Hierarchical logistic regression modeling was used to calculate the hospital-specific RSMR. A predicted/expected ratio similar to an observed/expected (O/E) ratio was calculated using the following modifications: (1) instead of the observed (crude) number of deaths, the numerator is the number of deaths predicted by the hierarchical model among a hospital’s patients given the patients’ risk factors and the hospital-specific effect; (2) the denominator is the expected number of deaths among the hospital’s patients given the patients’ risk factors and the average of all hospital-specific effects overall; and (3) the ratio of the numerator and denominator are then multiplied by the observed overall mortality rate (same as O/E). This calculation is the method used by CMS to derive RSMRs.11 Multiple imputation was used to handle missing data in the models; 25 imputed datasets using the fully conditional specification method were created. Patients with missing prior comorbidities were assumed to not have those conditions. Hospital characteristics were not imputed; therefore, for analyses that required construction of risk-adjusted comfort care rates or RSMRs, we excluded 18,867 patients cared for at 82 hospitals missing hospital characteristics. We ran 2 sets of models for risk-adjusted comfort care rates and RSMRs: the first adjusted only for patient characteristics, and the second adjusted for both patient and hospital characteristics. Results from the 2 models were similar, so we present only results from the latter. Variance inflation factors were all <2, indicating the collinearity between covariates was not an issue.

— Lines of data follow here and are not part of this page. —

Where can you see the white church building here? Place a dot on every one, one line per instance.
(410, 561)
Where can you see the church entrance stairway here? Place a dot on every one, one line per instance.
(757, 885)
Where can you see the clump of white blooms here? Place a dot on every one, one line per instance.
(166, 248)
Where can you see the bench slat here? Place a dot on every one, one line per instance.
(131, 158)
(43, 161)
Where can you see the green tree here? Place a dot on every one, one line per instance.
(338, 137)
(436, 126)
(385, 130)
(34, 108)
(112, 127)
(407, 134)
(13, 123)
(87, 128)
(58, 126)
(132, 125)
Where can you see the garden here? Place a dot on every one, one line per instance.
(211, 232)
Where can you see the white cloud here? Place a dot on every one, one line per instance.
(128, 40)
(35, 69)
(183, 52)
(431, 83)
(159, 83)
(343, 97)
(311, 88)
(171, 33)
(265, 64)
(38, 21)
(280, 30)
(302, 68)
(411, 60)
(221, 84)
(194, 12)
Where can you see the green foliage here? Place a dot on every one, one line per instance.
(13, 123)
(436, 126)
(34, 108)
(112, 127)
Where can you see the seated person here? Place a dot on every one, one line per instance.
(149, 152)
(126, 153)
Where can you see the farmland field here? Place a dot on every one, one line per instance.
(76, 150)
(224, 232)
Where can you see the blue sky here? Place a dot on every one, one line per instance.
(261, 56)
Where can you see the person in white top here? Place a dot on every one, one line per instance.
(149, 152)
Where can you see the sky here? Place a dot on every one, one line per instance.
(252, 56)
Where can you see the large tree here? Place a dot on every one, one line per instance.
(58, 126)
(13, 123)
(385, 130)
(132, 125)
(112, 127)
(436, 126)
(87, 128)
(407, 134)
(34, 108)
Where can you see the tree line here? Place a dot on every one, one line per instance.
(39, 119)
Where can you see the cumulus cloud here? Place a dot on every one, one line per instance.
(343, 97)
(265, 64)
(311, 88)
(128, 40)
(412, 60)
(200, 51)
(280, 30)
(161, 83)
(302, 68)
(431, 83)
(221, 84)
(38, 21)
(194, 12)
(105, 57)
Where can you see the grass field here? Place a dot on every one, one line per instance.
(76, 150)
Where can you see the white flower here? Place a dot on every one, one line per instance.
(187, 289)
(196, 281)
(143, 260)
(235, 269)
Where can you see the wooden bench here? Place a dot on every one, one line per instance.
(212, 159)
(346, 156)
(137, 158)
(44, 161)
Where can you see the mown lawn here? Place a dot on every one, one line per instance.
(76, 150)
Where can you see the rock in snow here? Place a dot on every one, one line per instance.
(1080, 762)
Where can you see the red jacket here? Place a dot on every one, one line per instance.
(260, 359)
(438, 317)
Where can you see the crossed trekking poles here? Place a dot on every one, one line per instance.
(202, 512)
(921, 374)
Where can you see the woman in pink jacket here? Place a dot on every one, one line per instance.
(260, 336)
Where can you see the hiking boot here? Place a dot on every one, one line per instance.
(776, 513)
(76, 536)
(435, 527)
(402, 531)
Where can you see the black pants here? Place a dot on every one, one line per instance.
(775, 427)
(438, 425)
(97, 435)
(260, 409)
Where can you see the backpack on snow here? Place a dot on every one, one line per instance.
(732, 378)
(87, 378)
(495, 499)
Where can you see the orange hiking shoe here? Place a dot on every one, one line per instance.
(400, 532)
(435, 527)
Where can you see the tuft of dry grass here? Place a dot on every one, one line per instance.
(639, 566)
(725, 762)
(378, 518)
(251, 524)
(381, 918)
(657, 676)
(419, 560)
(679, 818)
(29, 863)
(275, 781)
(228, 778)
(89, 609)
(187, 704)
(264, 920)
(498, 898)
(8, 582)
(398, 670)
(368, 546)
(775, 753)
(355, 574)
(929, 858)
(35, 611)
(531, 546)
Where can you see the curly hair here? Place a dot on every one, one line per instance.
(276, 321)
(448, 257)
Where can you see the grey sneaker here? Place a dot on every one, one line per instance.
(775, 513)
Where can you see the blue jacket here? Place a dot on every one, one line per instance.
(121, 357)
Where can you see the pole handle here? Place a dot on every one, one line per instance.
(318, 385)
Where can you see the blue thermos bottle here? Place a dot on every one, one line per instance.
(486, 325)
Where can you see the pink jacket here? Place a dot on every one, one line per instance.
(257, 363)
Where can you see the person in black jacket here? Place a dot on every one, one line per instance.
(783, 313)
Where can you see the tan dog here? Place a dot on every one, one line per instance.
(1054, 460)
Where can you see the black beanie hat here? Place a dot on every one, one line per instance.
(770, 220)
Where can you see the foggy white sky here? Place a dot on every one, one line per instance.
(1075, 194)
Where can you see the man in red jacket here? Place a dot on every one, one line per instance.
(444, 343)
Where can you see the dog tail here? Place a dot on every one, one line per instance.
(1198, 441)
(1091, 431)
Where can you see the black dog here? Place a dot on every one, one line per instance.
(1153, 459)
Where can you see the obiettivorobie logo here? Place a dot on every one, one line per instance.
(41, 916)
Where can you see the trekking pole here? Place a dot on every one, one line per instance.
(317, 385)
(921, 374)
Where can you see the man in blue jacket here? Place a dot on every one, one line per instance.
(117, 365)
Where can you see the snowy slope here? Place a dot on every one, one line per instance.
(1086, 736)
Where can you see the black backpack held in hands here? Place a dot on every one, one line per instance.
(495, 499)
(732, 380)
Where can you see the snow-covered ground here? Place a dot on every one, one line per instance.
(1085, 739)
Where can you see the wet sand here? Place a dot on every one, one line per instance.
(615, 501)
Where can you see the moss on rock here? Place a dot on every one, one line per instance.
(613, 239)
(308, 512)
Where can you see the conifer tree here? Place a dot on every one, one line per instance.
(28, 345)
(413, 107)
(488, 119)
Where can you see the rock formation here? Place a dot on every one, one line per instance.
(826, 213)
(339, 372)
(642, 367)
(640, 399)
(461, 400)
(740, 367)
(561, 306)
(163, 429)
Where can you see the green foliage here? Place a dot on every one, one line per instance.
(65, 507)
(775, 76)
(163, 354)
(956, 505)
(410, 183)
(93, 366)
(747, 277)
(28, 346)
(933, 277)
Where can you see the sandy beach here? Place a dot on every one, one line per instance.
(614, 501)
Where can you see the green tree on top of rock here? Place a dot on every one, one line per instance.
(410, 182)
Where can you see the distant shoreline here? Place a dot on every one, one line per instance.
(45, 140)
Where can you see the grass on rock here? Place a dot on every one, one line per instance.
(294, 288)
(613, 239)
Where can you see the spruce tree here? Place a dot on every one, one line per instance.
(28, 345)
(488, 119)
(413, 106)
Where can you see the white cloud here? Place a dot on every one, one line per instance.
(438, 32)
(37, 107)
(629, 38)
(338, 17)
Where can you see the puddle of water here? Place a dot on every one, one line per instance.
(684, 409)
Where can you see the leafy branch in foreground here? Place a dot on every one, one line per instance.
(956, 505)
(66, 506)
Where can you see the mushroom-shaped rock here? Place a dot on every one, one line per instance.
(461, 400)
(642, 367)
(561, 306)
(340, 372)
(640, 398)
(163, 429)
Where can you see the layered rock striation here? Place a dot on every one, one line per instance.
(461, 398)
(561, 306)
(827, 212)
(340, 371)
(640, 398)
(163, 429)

All statistical analyses were performed by using SAS version 9.4 (SAS Institute, Cary, NC). We tested for statistical significance by using 2-tailed tests and considered P values <.05 to be statistically significant.
RESULTS
Of the 272 hospitals included in our final study cohort, the observed median overall rate of early comfort care in this study was 1.9% (25th to 75th percentile: 0.9% to 4.0%); hospitals varied widely in unadjusted early comfort care rates (0.00% to 0.46% in the lowest quintile, and 4.60% to 39.91% in the highest quintile; Table 1).